DIGITAL LEARNING ENCOMPASSES COUNTLESS SCHOOLS AND INSTRUCTIONAL PRACTICES in mainstream and non-traditional classrooms and learning environments. These include:

  • a third grade student practicing math problems on a tablet in her mainstream classroom

  • a middle school student attending a fully online public school, taking classes primarily from home

  • a student taking online dual credit courses in a brick-and-mortar early college high school

These instructional practices may be a core element of a non-traditional school, alternative education campus, or independent study program (among other examples). In these cases, digital learning reaches all students enrolled in the school, or associated with the program. Alternatively, digital learning may be embedded within district efforts to improve student opportunities or outcomes. In this latter example, district leaders often use digital learning to focus on a subset of students--perhaps those in a certain grade level, or a subject area, or recovering credits--that leaders wish to support.

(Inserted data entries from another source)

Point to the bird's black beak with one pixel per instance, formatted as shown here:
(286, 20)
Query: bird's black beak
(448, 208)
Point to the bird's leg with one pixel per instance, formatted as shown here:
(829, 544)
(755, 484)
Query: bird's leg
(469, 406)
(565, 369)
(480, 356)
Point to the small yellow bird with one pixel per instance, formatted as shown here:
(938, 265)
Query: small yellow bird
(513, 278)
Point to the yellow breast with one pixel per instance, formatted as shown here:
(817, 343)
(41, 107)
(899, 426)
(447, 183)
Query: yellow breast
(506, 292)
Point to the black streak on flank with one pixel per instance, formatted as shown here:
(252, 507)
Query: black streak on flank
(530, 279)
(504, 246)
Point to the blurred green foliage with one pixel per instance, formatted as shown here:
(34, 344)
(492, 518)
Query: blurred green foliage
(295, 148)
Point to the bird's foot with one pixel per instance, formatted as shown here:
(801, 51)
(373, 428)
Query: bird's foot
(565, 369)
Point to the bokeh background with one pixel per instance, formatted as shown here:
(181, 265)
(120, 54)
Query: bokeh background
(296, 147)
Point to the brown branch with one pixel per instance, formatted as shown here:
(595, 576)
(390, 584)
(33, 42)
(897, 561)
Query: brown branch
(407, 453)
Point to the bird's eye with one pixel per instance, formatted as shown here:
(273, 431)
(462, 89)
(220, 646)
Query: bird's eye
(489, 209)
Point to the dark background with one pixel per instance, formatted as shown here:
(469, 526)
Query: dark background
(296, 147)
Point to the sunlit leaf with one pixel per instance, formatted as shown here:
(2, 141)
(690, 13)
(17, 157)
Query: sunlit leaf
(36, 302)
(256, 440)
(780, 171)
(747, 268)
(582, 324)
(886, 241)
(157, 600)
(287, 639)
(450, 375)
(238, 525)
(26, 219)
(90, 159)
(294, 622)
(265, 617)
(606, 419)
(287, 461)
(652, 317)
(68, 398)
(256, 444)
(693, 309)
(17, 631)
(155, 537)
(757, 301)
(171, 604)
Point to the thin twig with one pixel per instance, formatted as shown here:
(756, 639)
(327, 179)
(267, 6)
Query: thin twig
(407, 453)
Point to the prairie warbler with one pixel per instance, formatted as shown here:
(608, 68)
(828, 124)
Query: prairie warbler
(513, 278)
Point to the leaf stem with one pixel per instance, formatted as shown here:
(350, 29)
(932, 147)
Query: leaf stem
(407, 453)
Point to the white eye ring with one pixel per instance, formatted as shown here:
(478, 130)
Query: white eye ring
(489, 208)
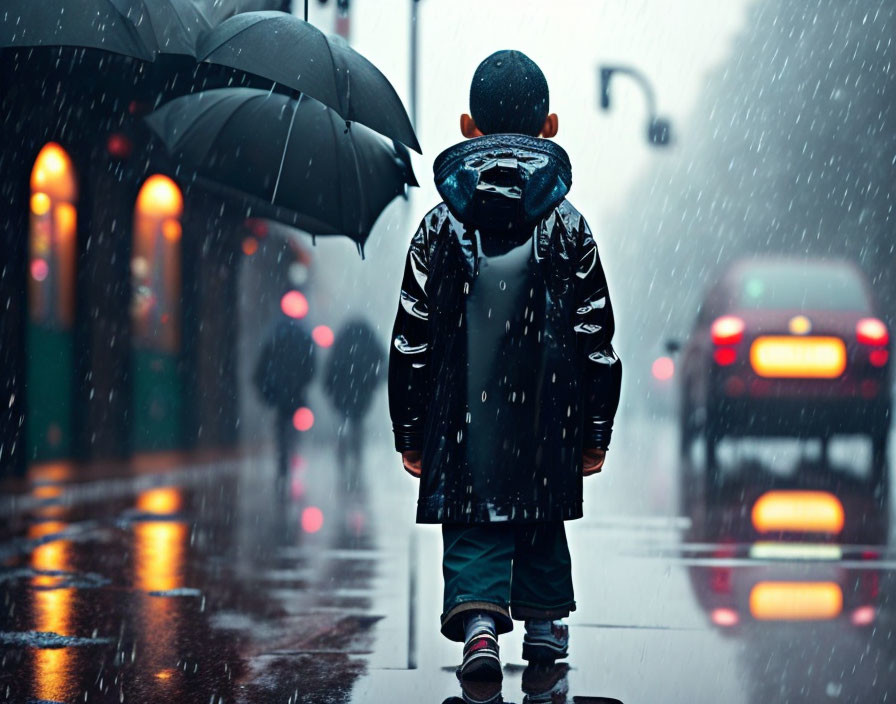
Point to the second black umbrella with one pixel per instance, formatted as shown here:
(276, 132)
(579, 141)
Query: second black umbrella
(283, 48)
(294, 159)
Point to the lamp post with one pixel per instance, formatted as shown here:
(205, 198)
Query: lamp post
(659, 129)
(413, 79)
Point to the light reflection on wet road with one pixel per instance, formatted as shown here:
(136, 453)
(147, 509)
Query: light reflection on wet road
(199, 584)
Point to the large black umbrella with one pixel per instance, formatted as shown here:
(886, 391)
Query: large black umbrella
(294, 53)
(138, 28)
(294, 159)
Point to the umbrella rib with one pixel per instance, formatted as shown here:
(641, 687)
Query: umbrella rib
(229, 39)
(338, 171)
(285, 147)
(343, 112)
(363, 209)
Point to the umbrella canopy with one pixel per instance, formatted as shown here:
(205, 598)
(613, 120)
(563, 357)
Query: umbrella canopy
(294, 159)
(294, 53)
(137, 28)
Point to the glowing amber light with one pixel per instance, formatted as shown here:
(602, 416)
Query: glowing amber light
(171, 230)
(160, 554)
(40, 203)
(164, 500)
(796, 601)
(799, 511)
(160, 196)
(52, 611)
(53, 174)
(799, 325)
(807, 357)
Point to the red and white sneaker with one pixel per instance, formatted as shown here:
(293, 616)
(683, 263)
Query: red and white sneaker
(481, 659)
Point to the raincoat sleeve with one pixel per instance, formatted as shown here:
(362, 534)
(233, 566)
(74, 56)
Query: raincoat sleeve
(409, 351)
(594, 325)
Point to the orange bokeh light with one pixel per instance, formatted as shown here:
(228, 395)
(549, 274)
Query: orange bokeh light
(161, 197)
(796, 601)
(798, 511)
(171, 230)
(53, 174)
(162, 500)
(40, 203)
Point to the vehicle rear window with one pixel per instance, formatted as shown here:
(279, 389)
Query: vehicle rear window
(806, 287)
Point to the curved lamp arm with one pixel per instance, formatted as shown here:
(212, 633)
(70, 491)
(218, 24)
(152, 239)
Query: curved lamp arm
(658, 129)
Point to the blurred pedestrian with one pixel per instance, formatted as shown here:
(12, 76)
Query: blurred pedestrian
(503, 382)
(353, 372)
(283, 372)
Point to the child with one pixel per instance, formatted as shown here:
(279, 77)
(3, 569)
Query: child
(503, 382)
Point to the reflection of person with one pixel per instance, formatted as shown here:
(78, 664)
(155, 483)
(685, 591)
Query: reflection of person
(284, 369)
(503, 382)
(352, 374)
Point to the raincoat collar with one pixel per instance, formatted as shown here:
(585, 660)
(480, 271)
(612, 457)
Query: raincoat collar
(502, 181)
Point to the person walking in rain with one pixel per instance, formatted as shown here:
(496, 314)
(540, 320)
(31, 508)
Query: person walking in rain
(503, 382)
(283, 372)
(351, 377)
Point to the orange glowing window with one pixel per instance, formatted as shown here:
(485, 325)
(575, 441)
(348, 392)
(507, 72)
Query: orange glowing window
(155, 265)
(803, 357)
(51, 239)
(796, 601)
(798, 511)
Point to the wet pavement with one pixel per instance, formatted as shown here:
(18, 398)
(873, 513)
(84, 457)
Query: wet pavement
(210, 583)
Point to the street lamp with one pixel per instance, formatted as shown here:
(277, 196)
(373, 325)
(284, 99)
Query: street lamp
(659, 129)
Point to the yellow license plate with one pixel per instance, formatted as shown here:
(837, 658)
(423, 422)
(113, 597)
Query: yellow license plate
(796, 601)
(798, 357)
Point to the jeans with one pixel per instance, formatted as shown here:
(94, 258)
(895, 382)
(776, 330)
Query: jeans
(507, 570)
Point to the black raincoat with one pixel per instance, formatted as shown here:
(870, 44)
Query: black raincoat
(501, 367)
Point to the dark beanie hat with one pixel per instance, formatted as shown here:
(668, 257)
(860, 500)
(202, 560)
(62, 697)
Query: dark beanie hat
(509, 93)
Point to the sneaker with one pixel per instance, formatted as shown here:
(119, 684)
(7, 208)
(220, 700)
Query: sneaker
(481, 660)
(545, 648)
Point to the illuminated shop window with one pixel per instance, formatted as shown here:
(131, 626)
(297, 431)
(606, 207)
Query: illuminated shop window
(51, 239)
(155, 265)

Across different types of use cases, digital learning practitioners range from individual teachers selecting and implementing online tools, content, and resources in their classrooms; to school and district leaders working across grade levels, subject areas, and schools; to the networks and state agencies working with schools across a state or in multiple states.

This section provides examples of digital learning in different categories. It begins with state virtual schools and online schools, because these are well-defined, although relatively small, categories. It moves on to the larger but less distinct category of digital learning across mainstream schools. Some school profiles are placed in more than one category because a school may be both hybrid and run by a regional service agency.

No taxonomy of digital learning is perfect. We recognize that in some cases we have created boundaries between categories that are blurred in real life. We believe, however, that as a starting point these categories help explain the different types of digital learning in ways that help characterize the field.

Also, in this section we don't address individual teachers implementing digital learning in their classrooms. Their views are explored in the teacher perspectives discussion, along with views of students.